0

I have json file, which size is 100 gb. It scheme looks like:

json_f = {"main_index":{"0":3,"1":7},"lemmas":{"0":["test0", "test0"],"1":["test1","test1"]}}

*"lemmas" elements contain large lists with words. Len of "lemmas" elements about 2kk.

As a result I need it whole in memory as:

  1. List of "lemmas"
[["test0", "test0"], ["test1","test1"]]
  1. Or a pd.DataFrame of json_f, which I'll process further to 1.

What I have tried:

  1. pd.read_json - gives a memory error (which is not about RAM, as I can see, cause I have 256 GB);
  2. ijson and iteratively load it. But something goes wrong with real file (on example data its ok) - kernel is busy but the iterator does not grow.
f = open("json_f.json", 'rb')

texts = []

for j in ijson.items(f, 'lemmas.0'):
    texts.append(j)

One of my thoughts is to split that to some less weighted files, load after that and merge. But I ran into the same problem load it first. I would be very grateful for tips on how to deal with this.

SollPicher
  • 11
  • 1
  • Maybe load your JSON into a memory-backed store, like Redis, and use the Python API to query. Start with a subset, measure memory usage, and scale up if your system allows. – Alex Reynolds May 08 '23 at 21:24
  • 1
    _gives a memory error (which is not about RAM, as I can see, cause I have 256 GB)_ That's no guarantee. First, other things running on your computer are taking up some of that memory; second, the memory usage of objects is generally much more than their textual size in a file; and third, it literally says "memory error"! What ELSE do you suppose the problem would be, if not RAM?! – John Gordon May 08 '23 at 22:15
  • @JohnGordon I use cloud computing for this and track memory usage - memory error comes up far away from whole RAM filled (~ 80gb, left vacant 150gb+). After research I found that It may be a point of limitation for python process weight (but I am not sure). – SollPicher May 08 '23 at 23:17
  • @AlexReynolds I'll look into it, thanks. But I don't think I can take the file out of my environment. – SollPicher May 08 '23 at 23:21

1 Answers1

0

Your usage of ijson doesn't populate the list because you are using an inappropriate function.
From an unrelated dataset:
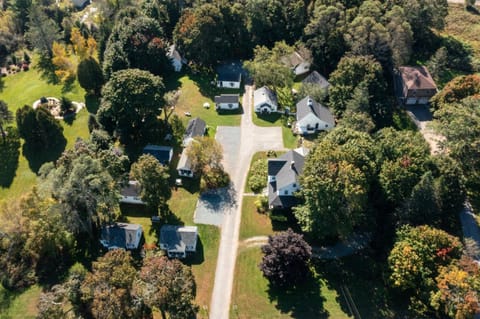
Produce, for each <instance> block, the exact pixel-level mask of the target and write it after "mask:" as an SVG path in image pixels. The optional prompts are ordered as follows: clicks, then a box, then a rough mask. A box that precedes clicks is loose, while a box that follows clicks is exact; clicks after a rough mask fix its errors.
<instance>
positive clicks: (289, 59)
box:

ijson.items yield multiple objects only if you give a prefix that matches multiple objects. Those usually traverse a list of elements, so you'll see somewhere else n the prefix the word item.

OTOH, what you want to traverse iteratively is the lemmas object, which has many keys and values -- and you want to accumulate only the values. Using ijson.kvitems should do the trick:

for key, lemmas in ijson.kvitens(f, 'lemmas'):
    # key is "0", "1", ...
    # value is ["test0", "test0"], ["test1", "test1"], ...

This should allow you to traverse the entire file and do something sensible with it. Note that trying to load all these lemmas into memory might still not be possible if there are too many of them. In that case you could, as you were suggesting, use ijson to break down the file into smaller ones that could be processed separately, which might or not be possible depending on what you're trying to do.

Rodrigo Tobar
  • 569
  • 4
  • 13